A powerful story of belonging, identity and inheritance, What a Mother’s Love Don’t Teach You brings together a blazing chorus of voices to evoke Jamaica’s ghetto, dance halls, criminal underworld and corrupt politics, at the beating heart of which is a mother’s unshakeable love for her son.
An astonishing book. In riveting, irresistible prose, Sharma Taylor's genre-crossing novel (a love story, a crime story, a yard fiction) tells a tale of Jamaica and America, of class, colour, race, history and the dignity of the dispossessed. The authenticity of its detail produces a searing truth that convicts us. The largeness of its vision challenges our ideas of what it means to be human.
Curdella Forbes, author of A Tall History of Sugar
Warm, wise, unflinching. Taylor's skill with character and voice shines in this immersive story of living and loving under the shadow of betrayal.

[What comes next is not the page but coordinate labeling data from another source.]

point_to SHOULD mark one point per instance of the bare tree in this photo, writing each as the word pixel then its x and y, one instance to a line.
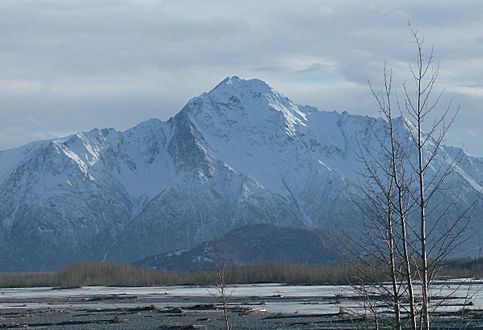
pixel 402 181
pixel 222 294
pixel 445 233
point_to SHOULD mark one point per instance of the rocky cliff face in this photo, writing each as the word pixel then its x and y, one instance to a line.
pixel 239 154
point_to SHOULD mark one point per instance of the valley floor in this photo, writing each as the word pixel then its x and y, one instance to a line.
pixel 268 306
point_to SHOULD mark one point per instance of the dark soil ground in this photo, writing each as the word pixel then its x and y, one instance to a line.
pixel 118 312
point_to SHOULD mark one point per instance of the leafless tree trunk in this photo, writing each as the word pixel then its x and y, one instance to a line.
pixel 221 293
pixel 393 151
pixel 399 189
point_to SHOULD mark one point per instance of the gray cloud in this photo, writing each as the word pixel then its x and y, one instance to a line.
pixel 69 66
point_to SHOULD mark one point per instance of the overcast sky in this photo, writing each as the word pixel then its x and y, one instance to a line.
pixel 67 66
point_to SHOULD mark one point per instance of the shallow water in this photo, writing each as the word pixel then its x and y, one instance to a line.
pixel 273 298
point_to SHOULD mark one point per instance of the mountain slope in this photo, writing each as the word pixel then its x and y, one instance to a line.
pixel 239 154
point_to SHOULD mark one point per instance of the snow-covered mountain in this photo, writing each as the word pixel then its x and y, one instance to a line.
pixel 239 154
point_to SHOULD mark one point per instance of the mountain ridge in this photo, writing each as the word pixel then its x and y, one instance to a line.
pixel 239 154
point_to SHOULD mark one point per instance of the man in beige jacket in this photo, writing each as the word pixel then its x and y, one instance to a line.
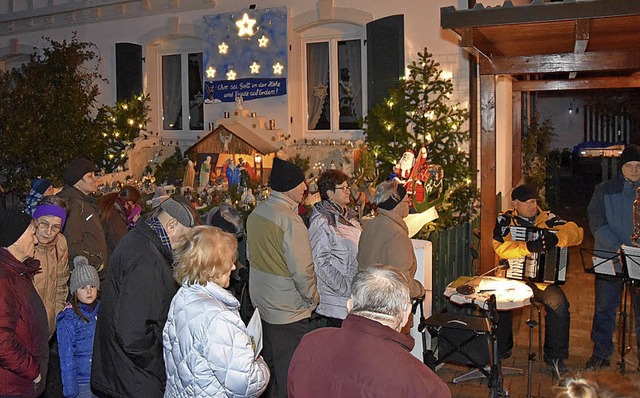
pixel 53 254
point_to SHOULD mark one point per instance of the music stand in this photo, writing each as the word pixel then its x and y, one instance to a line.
pixel 631 270
pixel 603 263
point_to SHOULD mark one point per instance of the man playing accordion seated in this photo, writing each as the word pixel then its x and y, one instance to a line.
pixel 526 213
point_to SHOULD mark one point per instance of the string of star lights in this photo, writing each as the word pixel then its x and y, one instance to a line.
pixel 248 52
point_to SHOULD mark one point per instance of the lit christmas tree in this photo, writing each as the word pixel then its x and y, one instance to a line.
pixel 419 113
pixel 128 118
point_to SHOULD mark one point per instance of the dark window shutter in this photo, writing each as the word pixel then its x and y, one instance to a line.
pixel 128 70
pixel 385 57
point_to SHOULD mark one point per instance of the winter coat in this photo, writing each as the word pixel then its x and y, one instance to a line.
pixel 568 232
pixel 610 214
pixel 24 347
pixel 385 240
pixel 282 283
pixel 363 358
pixel 75 346
pixel 51 280
pixel 207 350
pixel 135 299
pixel 83 229
pixel 334 249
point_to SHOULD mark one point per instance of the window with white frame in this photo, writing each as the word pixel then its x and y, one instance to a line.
pixel 334 79
pixel 182 91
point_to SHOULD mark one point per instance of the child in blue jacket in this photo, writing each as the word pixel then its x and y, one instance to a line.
pixel 76 327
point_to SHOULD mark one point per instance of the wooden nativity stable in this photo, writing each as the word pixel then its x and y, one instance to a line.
pixel 233 140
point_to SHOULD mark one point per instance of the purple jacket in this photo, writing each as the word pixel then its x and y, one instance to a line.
pixel 363 358
pixel 24 330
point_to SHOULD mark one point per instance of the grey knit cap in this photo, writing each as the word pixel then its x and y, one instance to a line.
pixel 178 211
pixel 83 274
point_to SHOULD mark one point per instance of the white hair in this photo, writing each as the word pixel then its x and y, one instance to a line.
pixel 380 292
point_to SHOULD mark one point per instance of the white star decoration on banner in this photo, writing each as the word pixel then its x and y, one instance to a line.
pixel 262 42
pixel 245 26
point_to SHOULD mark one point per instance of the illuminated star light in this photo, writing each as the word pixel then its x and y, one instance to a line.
pixel 277 68
pixel 245 26
pixel 262 42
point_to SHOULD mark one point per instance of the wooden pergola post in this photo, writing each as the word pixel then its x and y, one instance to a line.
pixel 488 209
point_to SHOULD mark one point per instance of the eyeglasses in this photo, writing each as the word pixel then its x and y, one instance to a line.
pixel 45 226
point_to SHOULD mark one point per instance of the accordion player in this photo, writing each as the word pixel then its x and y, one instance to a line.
pixel 547 267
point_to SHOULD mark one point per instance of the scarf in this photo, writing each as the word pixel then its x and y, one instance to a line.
pixel 331 209
pixel 157 227
pixel 27 268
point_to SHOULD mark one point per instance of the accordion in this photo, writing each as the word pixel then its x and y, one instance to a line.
pixel 549 267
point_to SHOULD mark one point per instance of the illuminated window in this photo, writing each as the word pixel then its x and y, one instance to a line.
pixel 334 89
pixel 182 92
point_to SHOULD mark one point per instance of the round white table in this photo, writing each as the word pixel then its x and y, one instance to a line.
pixel 510 294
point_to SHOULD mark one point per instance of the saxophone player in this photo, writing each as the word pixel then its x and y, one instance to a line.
pixel 525 212
pixel 611 220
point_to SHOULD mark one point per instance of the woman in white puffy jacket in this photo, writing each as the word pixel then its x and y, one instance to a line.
pixel 334 233
pixel 207 350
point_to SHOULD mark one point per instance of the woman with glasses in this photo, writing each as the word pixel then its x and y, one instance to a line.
pixel 53 254
pixel 334 232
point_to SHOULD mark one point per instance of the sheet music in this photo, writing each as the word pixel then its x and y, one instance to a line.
pixel 254 330
pixel 632 254
pixel 603 266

Karen Lord, author of Redemption in Indigo
Truth-telling! Taylor's debut is tender, violent and uncompromising in turns. A vivid and authentic Jamaica that tells a tale too often hidden, for fantasies of sun, sea and sand.
Leone Ross, author of This One Sky Day
A sharp polyphonous story in which Taylor skillfully moves the reader through a world pulsing with pain, love, power, violence and tenderness. We are reminded of that tension between where we come from and what we gravitate towards, what steers us and why. An exciting read.